The teenage cellist, Danielle Akta, joined Spivakov and the Moscow Virtuosi at the start of the second half to perform a pair of contrasting works from the 19th Century. Bruch’s Kol Nidrei was composed for Liverpool’s Jewish community and it uses two traditional Hebrew melodies. Miss Akta gave an assured and richly evocative performance sustaining the line beautifully and working well with the Moscow Virtuosi. David Popper’s Shining Polonaise was dispatched with virtuoso swagger with the soloist clearly relishing the extrovert writing and rising to the occasion magnificently. There were some minor intonation issues but Danielle Akta quickly resolved these and again is clearly a star of the future.

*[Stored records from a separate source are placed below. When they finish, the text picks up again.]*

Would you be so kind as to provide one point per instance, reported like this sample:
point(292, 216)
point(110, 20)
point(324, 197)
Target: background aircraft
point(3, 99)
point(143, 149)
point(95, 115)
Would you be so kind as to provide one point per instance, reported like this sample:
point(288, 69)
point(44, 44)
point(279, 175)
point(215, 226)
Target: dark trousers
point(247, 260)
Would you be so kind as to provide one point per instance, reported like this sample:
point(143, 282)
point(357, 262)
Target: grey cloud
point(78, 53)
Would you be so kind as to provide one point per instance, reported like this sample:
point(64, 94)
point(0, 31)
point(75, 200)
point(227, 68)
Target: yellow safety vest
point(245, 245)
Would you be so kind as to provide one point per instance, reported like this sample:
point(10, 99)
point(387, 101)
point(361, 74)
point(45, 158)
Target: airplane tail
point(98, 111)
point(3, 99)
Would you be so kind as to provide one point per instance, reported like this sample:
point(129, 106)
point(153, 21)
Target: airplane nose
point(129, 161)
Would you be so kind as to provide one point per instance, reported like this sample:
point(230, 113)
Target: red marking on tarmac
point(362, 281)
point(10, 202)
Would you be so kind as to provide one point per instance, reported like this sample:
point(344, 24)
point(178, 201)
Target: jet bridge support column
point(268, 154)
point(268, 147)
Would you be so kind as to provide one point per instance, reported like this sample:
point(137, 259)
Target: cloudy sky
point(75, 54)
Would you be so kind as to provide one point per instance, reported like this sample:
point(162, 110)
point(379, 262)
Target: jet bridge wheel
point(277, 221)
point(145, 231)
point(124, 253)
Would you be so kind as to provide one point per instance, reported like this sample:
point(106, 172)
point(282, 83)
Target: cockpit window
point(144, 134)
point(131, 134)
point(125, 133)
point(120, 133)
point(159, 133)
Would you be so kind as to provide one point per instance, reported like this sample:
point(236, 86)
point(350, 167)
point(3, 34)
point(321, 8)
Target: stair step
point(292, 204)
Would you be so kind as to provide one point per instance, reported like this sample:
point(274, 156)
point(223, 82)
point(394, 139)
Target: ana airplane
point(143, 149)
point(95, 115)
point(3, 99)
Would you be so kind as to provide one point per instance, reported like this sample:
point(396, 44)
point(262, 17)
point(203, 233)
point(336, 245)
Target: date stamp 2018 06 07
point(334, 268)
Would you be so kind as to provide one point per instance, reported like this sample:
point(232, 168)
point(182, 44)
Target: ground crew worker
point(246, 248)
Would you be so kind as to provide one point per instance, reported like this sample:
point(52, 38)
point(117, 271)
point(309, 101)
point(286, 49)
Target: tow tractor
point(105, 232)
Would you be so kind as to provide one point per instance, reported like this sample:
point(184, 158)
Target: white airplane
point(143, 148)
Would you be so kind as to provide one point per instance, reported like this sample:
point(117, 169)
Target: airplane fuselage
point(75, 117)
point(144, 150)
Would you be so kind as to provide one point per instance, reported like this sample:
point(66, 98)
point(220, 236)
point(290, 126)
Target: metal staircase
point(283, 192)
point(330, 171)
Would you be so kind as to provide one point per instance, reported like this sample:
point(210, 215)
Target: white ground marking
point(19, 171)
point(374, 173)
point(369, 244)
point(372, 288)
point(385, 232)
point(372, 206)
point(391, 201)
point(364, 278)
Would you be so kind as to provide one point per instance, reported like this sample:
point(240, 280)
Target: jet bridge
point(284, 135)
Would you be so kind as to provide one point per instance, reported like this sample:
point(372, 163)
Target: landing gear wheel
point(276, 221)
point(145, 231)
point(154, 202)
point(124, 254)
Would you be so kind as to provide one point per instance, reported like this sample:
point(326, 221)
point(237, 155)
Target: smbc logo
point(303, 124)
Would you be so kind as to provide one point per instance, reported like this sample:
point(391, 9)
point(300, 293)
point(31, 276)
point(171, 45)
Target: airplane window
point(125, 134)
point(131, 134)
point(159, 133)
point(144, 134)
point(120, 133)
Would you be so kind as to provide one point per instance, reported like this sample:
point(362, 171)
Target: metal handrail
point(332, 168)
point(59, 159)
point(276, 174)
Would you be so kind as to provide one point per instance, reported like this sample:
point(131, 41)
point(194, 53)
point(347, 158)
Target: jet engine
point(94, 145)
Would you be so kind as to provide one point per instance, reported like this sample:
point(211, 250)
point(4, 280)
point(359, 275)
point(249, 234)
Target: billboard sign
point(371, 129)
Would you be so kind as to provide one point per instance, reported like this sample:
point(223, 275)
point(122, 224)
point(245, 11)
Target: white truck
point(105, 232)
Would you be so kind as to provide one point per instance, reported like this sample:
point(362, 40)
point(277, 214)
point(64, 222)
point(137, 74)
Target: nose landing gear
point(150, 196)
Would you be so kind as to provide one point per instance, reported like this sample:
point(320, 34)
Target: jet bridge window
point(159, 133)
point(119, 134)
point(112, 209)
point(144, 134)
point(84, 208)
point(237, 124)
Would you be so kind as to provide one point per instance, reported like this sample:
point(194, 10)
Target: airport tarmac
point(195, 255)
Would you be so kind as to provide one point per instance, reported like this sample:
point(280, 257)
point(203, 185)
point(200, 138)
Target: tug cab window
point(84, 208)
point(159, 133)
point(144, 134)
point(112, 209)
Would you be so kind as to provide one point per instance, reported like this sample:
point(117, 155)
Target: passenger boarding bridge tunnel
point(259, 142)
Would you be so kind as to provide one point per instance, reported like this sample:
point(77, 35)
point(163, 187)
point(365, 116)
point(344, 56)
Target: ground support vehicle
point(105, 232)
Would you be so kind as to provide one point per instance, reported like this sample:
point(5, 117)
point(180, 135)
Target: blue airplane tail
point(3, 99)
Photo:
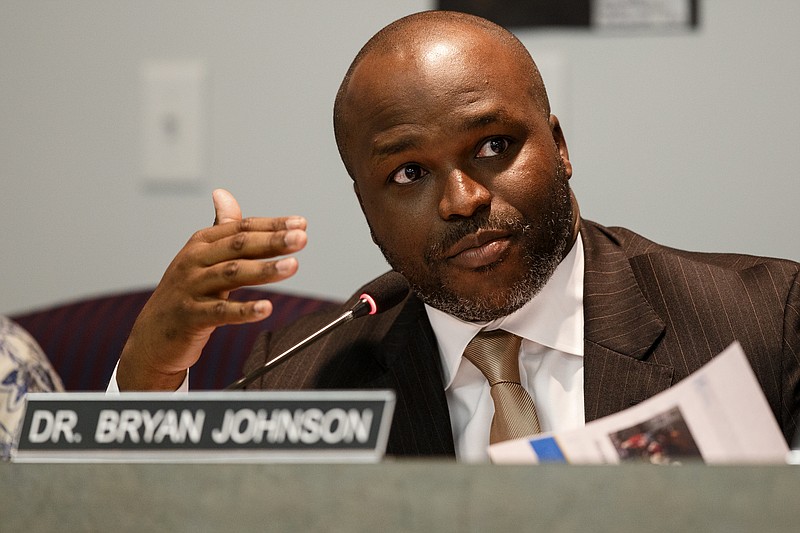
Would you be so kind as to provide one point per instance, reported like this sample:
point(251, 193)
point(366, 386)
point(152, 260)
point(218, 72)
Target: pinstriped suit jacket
point(653, 315)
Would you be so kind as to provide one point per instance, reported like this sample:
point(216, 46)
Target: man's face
point(461, 174)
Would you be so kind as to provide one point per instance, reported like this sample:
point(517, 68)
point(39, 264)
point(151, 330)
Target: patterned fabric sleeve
point(23, 368)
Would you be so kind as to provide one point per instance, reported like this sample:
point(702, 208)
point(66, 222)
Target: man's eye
point(493, 147)
point(408, 174)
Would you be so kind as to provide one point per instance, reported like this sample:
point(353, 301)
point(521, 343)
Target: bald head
point(420, 35)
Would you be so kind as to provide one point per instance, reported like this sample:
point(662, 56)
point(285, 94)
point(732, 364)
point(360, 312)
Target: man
point(462, 173)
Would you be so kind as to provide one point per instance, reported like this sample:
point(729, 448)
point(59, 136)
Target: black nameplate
point(206, 426)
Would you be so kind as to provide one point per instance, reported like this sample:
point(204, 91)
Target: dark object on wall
point(657, 14)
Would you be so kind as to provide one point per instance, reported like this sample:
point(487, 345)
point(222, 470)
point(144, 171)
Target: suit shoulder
point(635, 246)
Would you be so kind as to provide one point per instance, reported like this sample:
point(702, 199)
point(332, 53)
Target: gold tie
point(496, 354)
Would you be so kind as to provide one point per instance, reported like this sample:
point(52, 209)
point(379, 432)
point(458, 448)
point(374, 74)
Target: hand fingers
point(226, 208)
point(230, 275)
point(252, 245)
point(253, 224)
point(221, 312)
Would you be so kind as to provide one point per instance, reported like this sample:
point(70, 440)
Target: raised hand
point(191, 300)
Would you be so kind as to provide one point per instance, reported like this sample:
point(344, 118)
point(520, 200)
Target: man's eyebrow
point(397, 146)
point(484, 119)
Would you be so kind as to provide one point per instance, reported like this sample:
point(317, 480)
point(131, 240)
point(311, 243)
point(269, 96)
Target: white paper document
point(716, 415)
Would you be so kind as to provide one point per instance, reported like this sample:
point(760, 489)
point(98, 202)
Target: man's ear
point(561, 144)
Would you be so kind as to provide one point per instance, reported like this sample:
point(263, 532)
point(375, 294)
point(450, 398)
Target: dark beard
point(544, 246)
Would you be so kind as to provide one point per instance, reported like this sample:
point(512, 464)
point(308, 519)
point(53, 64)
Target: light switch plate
point(174, 121)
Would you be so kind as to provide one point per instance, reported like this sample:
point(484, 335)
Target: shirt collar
point(552, 318)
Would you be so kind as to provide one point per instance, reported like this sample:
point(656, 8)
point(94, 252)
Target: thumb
point(226, 208)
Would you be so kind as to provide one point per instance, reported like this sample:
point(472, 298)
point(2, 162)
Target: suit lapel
point(409, 354)
point(621, 330)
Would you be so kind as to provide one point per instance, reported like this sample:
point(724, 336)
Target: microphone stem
point(275, 361)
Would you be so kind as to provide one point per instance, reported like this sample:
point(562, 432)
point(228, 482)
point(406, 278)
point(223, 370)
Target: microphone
point(380, 295)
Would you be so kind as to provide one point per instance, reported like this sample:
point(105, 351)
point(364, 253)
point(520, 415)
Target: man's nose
point(462, 196)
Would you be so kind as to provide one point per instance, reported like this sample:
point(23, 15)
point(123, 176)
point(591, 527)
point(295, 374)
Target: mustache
point(457, 230)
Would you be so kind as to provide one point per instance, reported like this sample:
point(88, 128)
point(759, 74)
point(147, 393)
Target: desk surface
point(397, 496)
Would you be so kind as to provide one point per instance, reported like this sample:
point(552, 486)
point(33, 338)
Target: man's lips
point(479, 249)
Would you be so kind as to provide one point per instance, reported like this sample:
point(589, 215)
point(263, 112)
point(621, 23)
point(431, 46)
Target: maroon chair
point(83, 339)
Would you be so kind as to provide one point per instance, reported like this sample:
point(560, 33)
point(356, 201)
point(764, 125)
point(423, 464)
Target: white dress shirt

I would love conductors to programme Piazzolla’s works much more often so I was pleased to see that Spivakov had included two works by the Argentinian composer at the end of the programme. The Four Seasons of Buenos Aires were originally written for violin, piano, electric guitar, double bass and bandoneón between 1965 and 1970. Piazzolla’s intention was that the four movements should be performed separately although he occasionally performed all four as a suite. The Russian composer, Leonid Desyatnikov, made a new arrangement of the work for solo violin and string orchestra in the late 1990’s. Four violinists from the Moscow Virtuosi took turns playing the solo part and all four did a splendid job. The orchestra were highly responsive to the shifting nuevo tango rhythms and the passionate red hot atmosphere was evoked in a highly vivid way. The succession of glissandi, ponticello and col legno effects were executed brilliantly by the soloists and the movements were in turn sultry, passionate, bright, uplifting and muscular. This was a glorious performance of a work which I hope will be performed much more frequently in future.
The concert concluded with three more tangos by Piazzolla for accordion and string orchestra. Nikita Vlasov gave a stylish and highly idiomatic performance of these works vying well with the Moscow Virtuosi who continued to perform the snap tango rhythms with relish. Vlasov produced some gorgeous colouring particularly in the central slow movement and navigated his way well round Pazzolla’s dancing rhythms.
Overall, this was a thoroughly enjoyable concert that was warmly received by the audience. No less than four encores followed; by Shostakovich, Gluck, Brahms and Piazzolla.